Ellis Ericson Wants You To See Dale Egan’s Self-Made Biopic
Dale Egan’s A Day Later And A Dollar Short: A film review, by Ellis Ericson.
It was the sort of film when your jaw is just on the floor. It’s not really a surf film. Dale is more of an artist, an unsung hero of Australian surfing, he was part of the early punk movement in Sydney and the UK. It’s very broad in its topics. One minute he’s surfing Warriewood and ripping, next minute he’s collecting 60’s art-deco furniture in the 80’s, then running a store in Sydney and just being an art freak. You couldn’t box him in, and it kept you entertained the whole time.
The night I saw it was the night Mick won J-Bay. I was watching the WSL corporate contest thing and all the scores, which I don’t usually watch, but I got sucked into it that night. Just before the final I went and watched the movie and it was such a drastic contrast to the surf media world. Here was this underground guy premiering his own movie to a small theatre and telling his side of the surf history.
I knew of Dale Egan from when I lived on the northern beaches. I bumped into him surfing Alley Rights one day at Narrabeen when I was riding a single fin. He was like, you like old boards? I’ve got a warehouse in Warriewood with heaps of that stuff and I’m getting rid of it. He was riding this thruster with foils down his fins which were just little nubs. I was like, this guy is trippy. He ripped too, like Wayne Lynch mixed with Derek Hynd or something. So we went back to his warehouse where he was living and it was this full surf cave with crazy memorabilia, old MP (Michael Peterson) boards stashed under his bed, art deco furniture, just this full treasure cave. I bought a jumper, sunnies, and some other stuff off him from memory.
I went and saw the movie, and I hadn’t seen him for seven or eight years, and he was like, ‘Ellis, how are ya mate?’ Straight up. And the film is rad. It was like a condensed version of his life in 35 minutes. It would’ve been a really hard thing to put together but he’s such a collector of old footage and magazine clippings from when he was a surfer, when he was a furniture collector, when he was in the Sydney underground punk movement. He had all this memorabilia which made a really good foundation for movie.
He was continually making something from nothing. He had a bunch of bad luck but he’d go out and be true to what he was about, which was recycling or being an artist and he just kept coming up and thinking of creative ways to keep pushing and living outside the box. It was inspiring for anyone out living on the fringe or trying to do something on their own. He was that guy living it, going from rags to riches, literally living that life. It was sick.

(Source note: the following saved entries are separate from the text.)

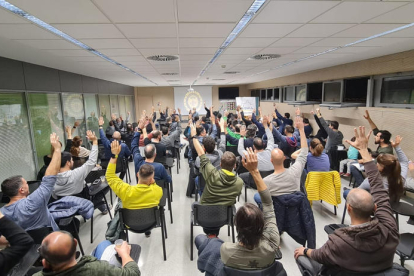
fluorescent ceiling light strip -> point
(6, 5)
(247, 17)
(336, 48)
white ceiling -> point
(128, 31)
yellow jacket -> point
(324, 186)
(133, 197)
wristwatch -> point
(305, 252)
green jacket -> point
(91, 266)
(221, 188)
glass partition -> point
(91, 111)
(73, 112)
(16, 151)
(46, 116)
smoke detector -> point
(265, 56)
(163, 58)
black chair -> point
(211, 216)
(166, 194)
(142, 220)
(71, 224)
(253, 185)
(276, 269)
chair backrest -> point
(276, 269)
(93, 175)
(139, 220)
(212, 215)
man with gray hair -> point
(368, 244)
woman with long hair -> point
(77, 150)
(393, 171)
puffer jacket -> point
(294, 216)
(71, 205)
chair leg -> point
(191, 242)
(92, 229)
(344, 214)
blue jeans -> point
(100, 248)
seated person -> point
(286, 180)
(146, 194)
(222, 185)
(71, 182)
(150, 153)
(375, 251)
(382, 137)
(58, 253)
(20, 242)
(317, 160)
(393, 171)
(258, 235)
(352, 155)
(263, 154)
(29, 211)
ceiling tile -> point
(120, 52)
(200, 42)
(319, 30)
(61, 11)
(356, 12)
(130, 11)
(80, 31)
(293, 11)
(294, 42)
(269, 30)
(24, 31)
(367, 30)
(212, 10)
(159, 51)
(108, 43)
(161, 30)
(9, 17)
(48, 44)
(205, 29)
(197, 51)
(146, 43)
(403, 14)
(246, 42)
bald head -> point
(116, 135)
(277, 157)
(361, 204)
(58, 249)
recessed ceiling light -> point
(265, 57)
(162, 58)
(6, 5)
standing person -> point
(375, 251)
(382, 137)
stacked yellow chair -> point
(324, 186)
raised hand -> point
(54, 141)
(361, 140)
(115, 147)
(91, 136)
(395, 143)
(193, 129)
(250, 160)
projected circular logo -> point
(193, 99)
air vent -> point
(265, 56)
(169, 74)
(162, 58)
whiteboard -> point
(186, 100)
(247, 104)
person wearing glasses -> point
(58, 253)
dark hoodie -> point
(369, 247)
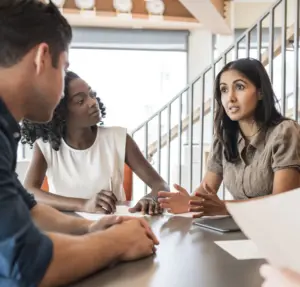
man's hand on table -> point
(111, 220)
(279, 277)
(147, 205)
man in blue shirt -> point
(34, 40)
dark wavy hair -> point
(54, 130)
(266, 114)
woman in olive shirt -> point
(256, 151)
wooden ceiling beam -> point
(210, 13)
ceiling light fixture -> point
(155, 7)
(85, 4)
(123, 6)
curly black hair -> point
(54, 130)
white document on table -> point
(121, 210)
(273, 224)
(240, 249)
(190, 215)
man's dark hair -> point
(25, 24)
(54, 130)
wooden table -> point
(186, 257)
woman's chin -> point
(235, 118)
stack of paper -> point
(273, 223)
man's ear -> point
(41, 59)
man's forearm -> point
(51, 220)
(89, 253)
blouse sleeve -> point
(286, 146)
(214, 163)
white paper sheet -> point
(190, 215)
(273, 223)
(240, 249)
(121, 210)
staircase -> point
(184, 126)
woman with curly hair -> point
(84, 161)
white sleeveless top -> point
(82, 173)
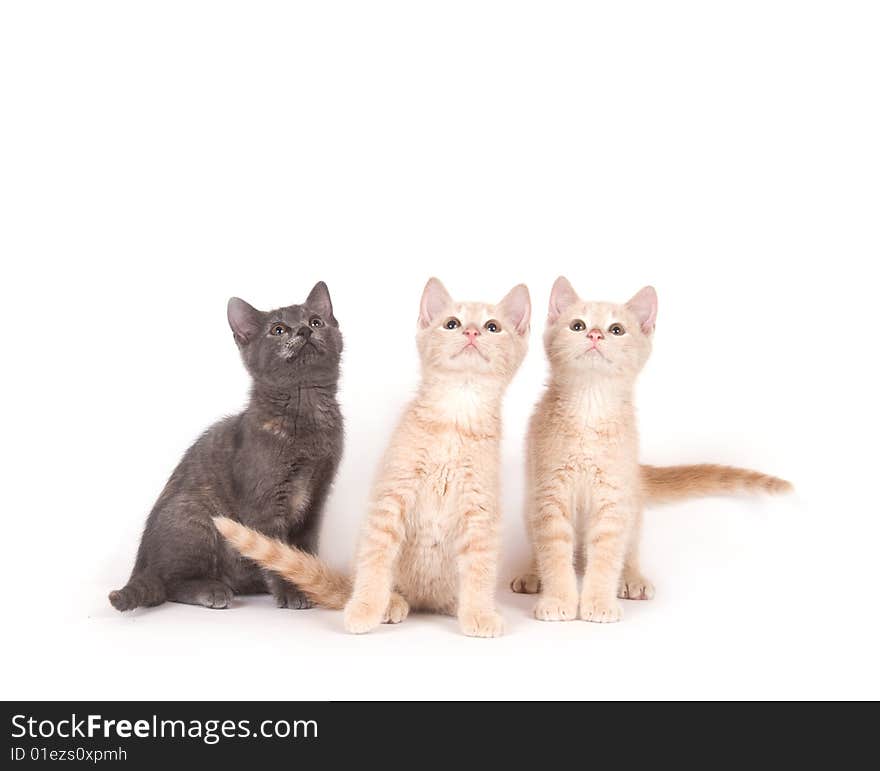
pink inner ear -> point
(561, 297)
(435, 299)
(644, 305)
(517, 306)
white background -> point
(158, 158)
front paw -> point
(600, 611)
(481, 623)
(398, 609)
(290, 597)
(360, 617)
(556, 609)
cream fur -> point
(585, 488)
(432, 530)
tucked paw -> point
(398, 609)
(294, 599)
(635, 588)
(359, 617)
(600, 611)
(218, 597)
(528, 583)
(555, 609)
(481, 623)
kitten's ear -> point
(517, 307)
(435, 299)
(319, 301)
(644, 305)
(561, 296)
(245, 320)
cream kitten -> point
(582, 460)
(432, 531)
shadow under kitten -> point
(270, 467)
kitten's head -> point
(473, 338)
(292, 346)
(598, 339)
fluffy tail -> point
(323, 585)
(144, 589)
(662, 484)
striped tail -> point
(662, 484)
(321, 584)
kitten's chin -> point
(305, 350)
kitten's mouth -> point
(588, 354)
(472, 348)
(300, 345)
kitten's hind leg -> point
(528, 582)
(398, 609)
(208, 592)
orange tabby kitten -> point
(583, 469)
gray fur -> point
(269, 467)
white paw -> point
(555, 609)
(599, 611)
(398, 609)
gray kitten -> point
(270, 467)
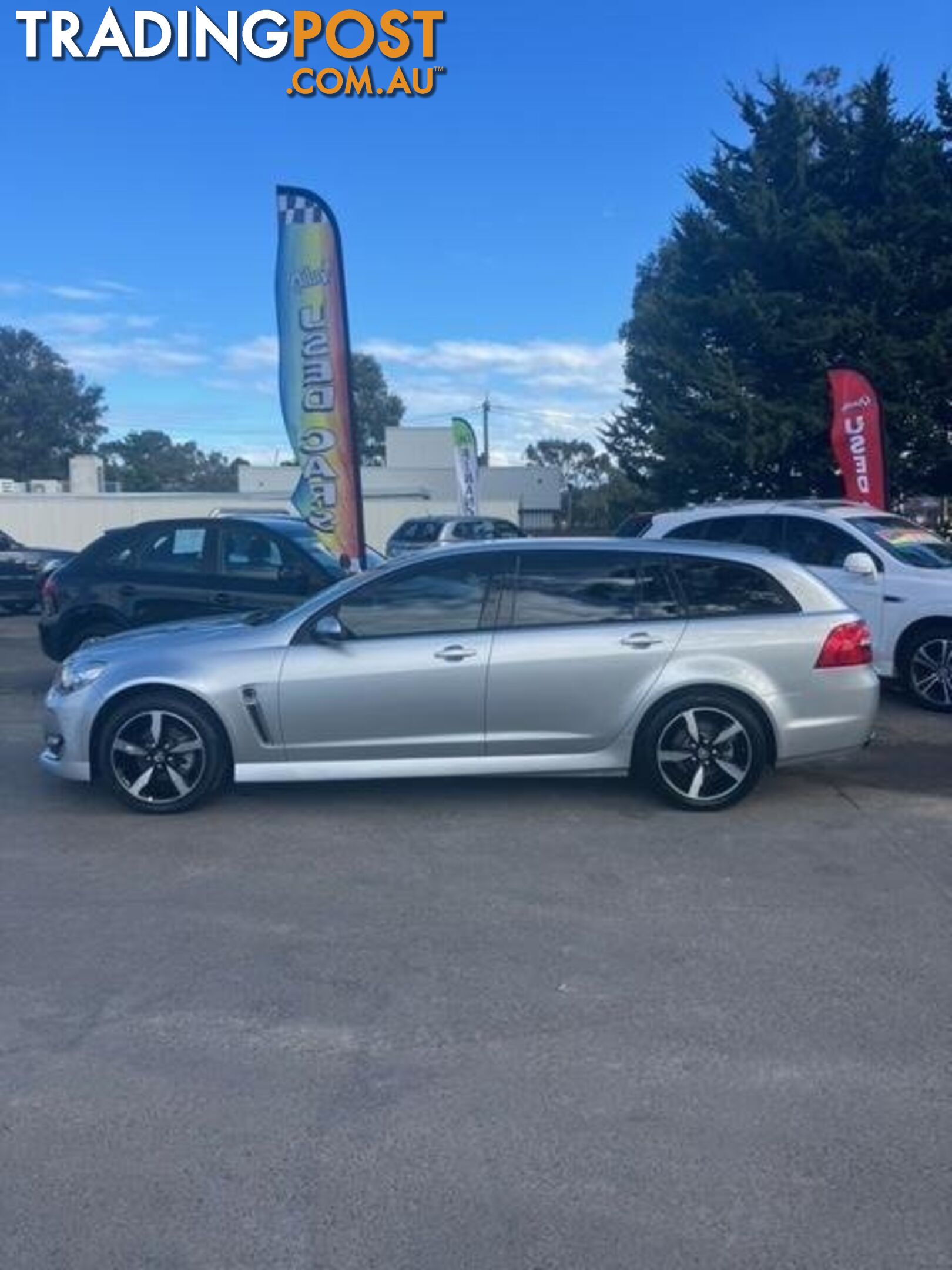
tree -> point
(48, 412)
(824, 240)
(376, 408)
(152, 462)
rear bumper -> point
(834, 717)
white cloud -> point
(75, 294)
(118, 288)
(141, 356)
(254, 355)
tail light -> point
(50, 596)
(850, 644)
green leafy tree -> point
(376, 408)
(152, 462)
(48, 410)
(824, 240)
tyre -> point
(926, 667)
(160, 753)
(702, 751)
(97, 629)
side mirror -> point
(328, 630)
(861, 564)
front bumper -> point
(66, 738)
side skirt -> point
(599, 764)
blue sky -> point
(492, 232)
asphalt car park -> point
(477, 1022)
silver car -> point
(692, 669)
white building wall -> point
(73, 521)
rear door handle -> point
(640, 639)
(455, 653)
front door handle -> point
(455, 653)
(640, 639)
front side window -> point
(816, 544)
(445, 597)
(569, 589)
(249, 553)
(720, 589)
(175, 548)
(906, 540)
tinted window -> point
(418, 531)
(470, 530)
(504, 530)
(249, 553)
(117, 552)
(816, 543)
(441, 599)
(693, 530)
(752, 531)
(720, 589)
(906, 540)
(179, 548)
(565, 589)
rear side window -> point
(175, 548)
(816, 544)
(472, 531)
(721, 589)
(569, 589)
(418, 531)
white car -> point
(891, 570)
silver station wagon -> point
(688, 667)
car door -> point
(583, 634)
(823, 548)
(169, 574)
(409, 677)
(256, 569)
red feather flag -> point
(856, 435)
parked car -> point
(22, 572)
(897, 574)
(162, 570)
(423, 533)
(693, 667)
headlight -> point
(74, 676)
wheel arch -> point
(141, 690)
(911, 631)
(746, 699)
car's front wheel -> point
(702, 751)
(926, 667)
(160, 753)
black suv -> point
(22, 572)
(165, 570)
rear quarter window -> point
(721, 589)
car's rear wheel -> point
(162, 753)
(702, 751)
(926, 667)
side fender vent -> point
(249, 700)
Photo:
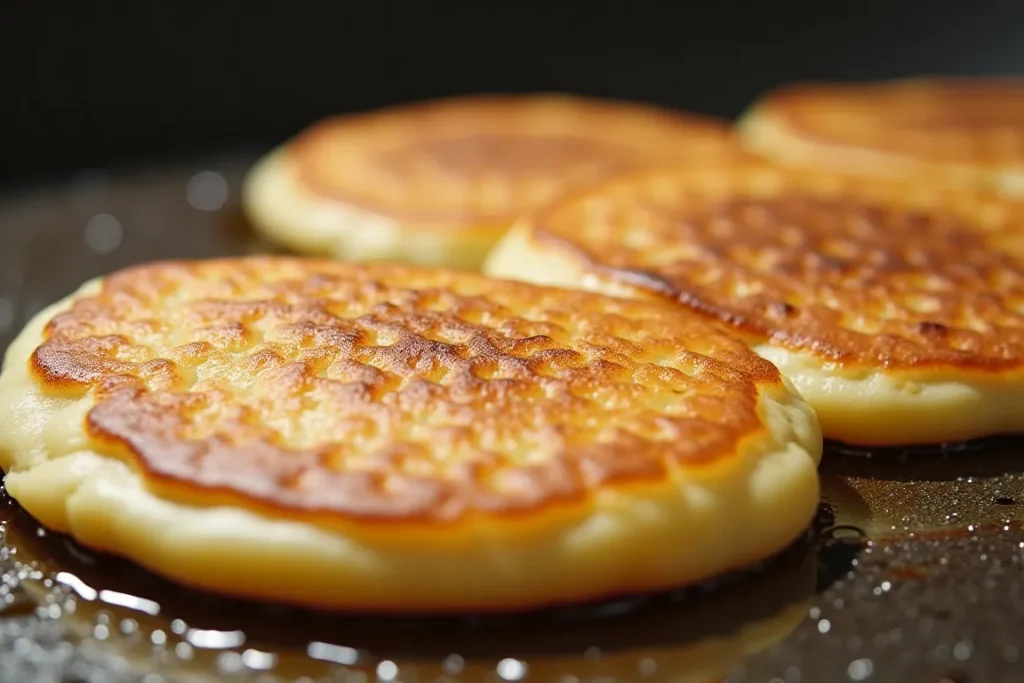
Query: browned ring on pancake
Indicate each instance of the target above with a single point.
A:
(856, 271)
(317, 388)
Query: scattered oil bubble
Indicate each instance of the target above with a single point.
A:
(387, 671)
(860, 670)
(511, 670)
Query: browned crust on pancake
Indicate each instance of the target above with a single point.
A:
(391, 393)
(922, 122)
(476, 161)
(856, 271)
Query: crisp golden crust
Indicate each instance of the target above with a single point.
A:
(855, 271)
(391, 393)
(477, 162)
(943, 125)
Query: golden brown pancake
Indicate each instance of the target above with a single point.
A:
(411, 439)
(897, 309)
(438, 182)
(968, 131)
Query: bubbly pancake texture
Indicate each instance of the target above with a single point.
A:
(964, 131)
(438, 182)
(897, 309)
(400, 438)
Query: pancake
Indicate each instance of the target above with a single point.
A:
(388, 438)
(963, 131)
(896, 309)
(438, 182)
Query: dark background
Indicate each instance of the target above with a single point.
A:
(93, 84)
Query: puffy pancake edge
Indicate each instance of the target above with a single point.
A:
(857, 404)
(767, 129)
(641, 542)
(281, 209)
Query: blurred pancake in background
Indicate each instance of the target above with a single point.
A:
(438, 182)
(966, 131)
(896, 308)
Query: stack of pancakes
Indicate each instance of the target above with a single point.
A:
(698, 305)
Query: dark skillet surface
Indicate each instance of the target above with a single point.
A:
(914, 570)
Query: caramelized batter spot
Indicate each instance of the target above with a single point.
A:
(485, 159)
(855, 271)
(394, 393)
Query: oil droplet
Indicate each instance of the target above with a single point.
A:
(215, 640)
(184, 651)
(330, 652)
(77, 585)
(130, 601)
(511, 670)
(860, 670)
(387, 671)
(259, 660)
(207, 190)
(103, 233)
(648, 667)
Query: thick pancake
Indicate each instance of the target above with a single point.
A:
(438, 182)
(965, 131)
(896, 309)
(387, 438)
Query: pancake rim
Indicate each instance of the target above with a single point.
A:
(104, 504)
(558, 261)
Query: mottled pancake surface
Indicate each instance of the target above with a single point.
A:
(413, 439)
(859, 274)
(316, 386)
(967, 127)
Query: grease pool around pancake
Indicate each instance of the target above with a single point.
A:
(962, 131)
(438, 182)
(897, 309)
(404, 439)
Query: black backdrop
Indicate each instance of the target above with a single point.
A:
(88, 84)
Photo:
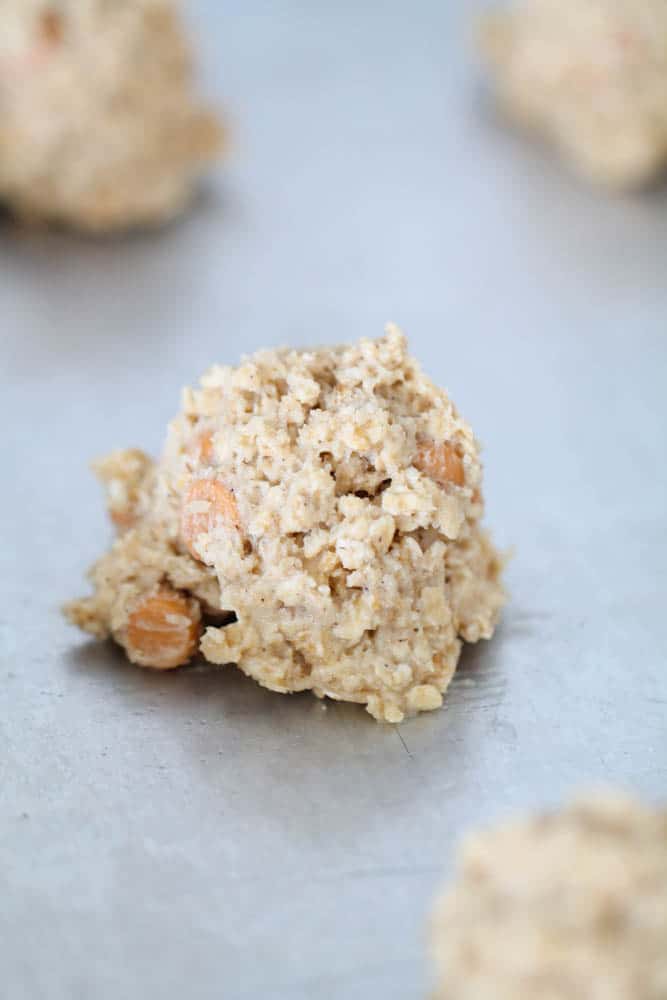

He also absolutely ripped. After he went a little bit stale on regular surfing he started to foil his fins down. Derek Hynd talks about it as being a big inspiration on him fully taking the fins out of his board. They were living in the same area, surfing Newport, and while he didn’t fully take his fins out he was one of the earliest pioneers of modern day friction-free surfing.
Someone yelled out in the Q&A afterwards: What’s the most expensive thing you’ve found? He told him he’d found 400 historical photographs that sold for $20k once. He also found some chair in Palmy someone threw out of a mansion in the 80’s that was worth $10k. He made all these wicked finds because he had a keen eye for furniture and a good general knowledge of society. He could just find these gems that propelled his life along – $20k here, $10k there, 5 bucks here – just enough to keep him going. The most interesting part of the film was watching him ride the wave of his financial situation and keep living his lifestyle.